Le 5 novembre, aux États-Unis, les Démocrates subissaient, face à Trump, une défaite cuisante, produit de leur incapacité à n’être, ne serait-ce qu’un tout petit peu, les porte-voix des classes populaires. Le 3 décembre, le président sud-coréen Yoon, affaibli par le résultat très défavorable des élections d’avril, tentait un coup d’État, mis en échec par la mobilisation d’un million de personnes et des tentatives de grève générale. Le 8 décembre, le pouvoir soi-disant éternel de Bachar el-Assad s’écroulait sous les coups d’une rebellion de dix jours. Le 13 décembre, le gouvernement français de Michel Barnier est tombé après avoir été censuré par l’Assemblée nationale suite à l’utilisation de l’article 49.3 de la Constitution par le Premier ministre pour tenter de faire passer en force un budget qui n’obtenait pas de majorité parlementaire. Le 16 décembre, le chancelier allemand Olaf Scholz a perdu le vote de confiance des député·es avec le score sans appel de 394 contre la confiance, 207 pour et 116 abstentions, ce qui conduira à des élections législatives anticipées en février prochain.
Le chaos capitaliste
Le tableau serait incomplet si on en excluait, d’une part, les milliers de morts dues aux inondations en Espagne fin octobre et les morts et destructions dues au cyclone Chido à Mayotte et, d’autre part, les centaines de milliers de morts dues à la guerre menée par la Russie en Ukraine, et au génocide toujours en cours en Palestine dans un conflit qui a été étendu au Liban pendant plusieurs semaines. Et enfin le cortège de licenciements et de fermetures d’usines, en particulier dans l’automobile européenne, produits de la crise de surproduction et du déclin de l’Europe dans la concurrence inter-impérialiste mondiale.

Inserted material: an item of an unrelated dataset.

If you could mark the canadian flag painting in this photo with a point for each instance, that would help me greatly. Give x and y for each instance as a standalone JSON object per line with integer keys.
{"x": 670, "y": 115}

Une impression de chaos se dégage, et il est parfois difficile de tirer des bilans positifs de nos combats, entre les défaites des mobilisations sur les retraites, les difficultés du mouvement de solidarité avec la Palestine, le fait que les échecs des autocrates en Corée et en Syrie ne produisent pas d’alternative socialiste, ou encore que l’extrême droite soit à l’offensive dans les pays occidentaux.
Faire renaître l’espoir
Mais à y regarder de plus près, des éléments positifs se dégagent : la chute du régime syrien est le résultat de l’incapacité de la Russie à mener de front la guerre en Ukraine et le soutien à Assad. Les déboires de Barnier et de Yoon sont bien le résultat des difficultés des capitalistes à maintenir leur domination dans le cadre de la crise du système. Mais gare : dès lors que le mouvement ouvrier n’est pas au rendez-vous, les forces réactionnaires avancent.
Il y a fort à parier que la crise en cours s’approfondira dans les prochains mois, dans toutes ses dimensions : crise écologique, guerres, crise économique et sociale, crises politiques… La gauche sera testée : sera-t-elle capable d’organiser la colère des classes populaires et de construire des contre-offensives, ou se contentera-t-elle de critiquer les forces politiques bourgeoises et de déposer des motions ? Elle sombrera alors face aux forces opposées, celles de l’extrême droite. Trotsky pronostiquait à partir d’élections en France en 1934 : « Les déplacements qui se sont marqués n’ont pas pour nous d’importance en eux-mêmes, mais comme symptômes des changements qui se produisent dans la conscience des masses. Ils montrent que le centre petit-bourgeois a déjà commencé à fondre au profit des deux extrêmes. Cela signifie que ce qui subsiste du régime parlementaire va être de plus en plus rongé : les extrêmes vont grandir et les heurts entre eux approchent. Il n’est pas difficile de comprendre que c’est là un processus inévitable ». Il ne fait guère de doute que, dans une grande partie du monde, les dynamiques sont similaires et que l’actualité du slogan « écosocialisme ou barbarie » est chaque mois plus prégnante.
Les prochaines années testeront aussi les révolutionnaires dans leur capacité à se rendre utiles dans la construction des révoltes de masse, la bataille pour leur unité et pour poser la question du pouvoir.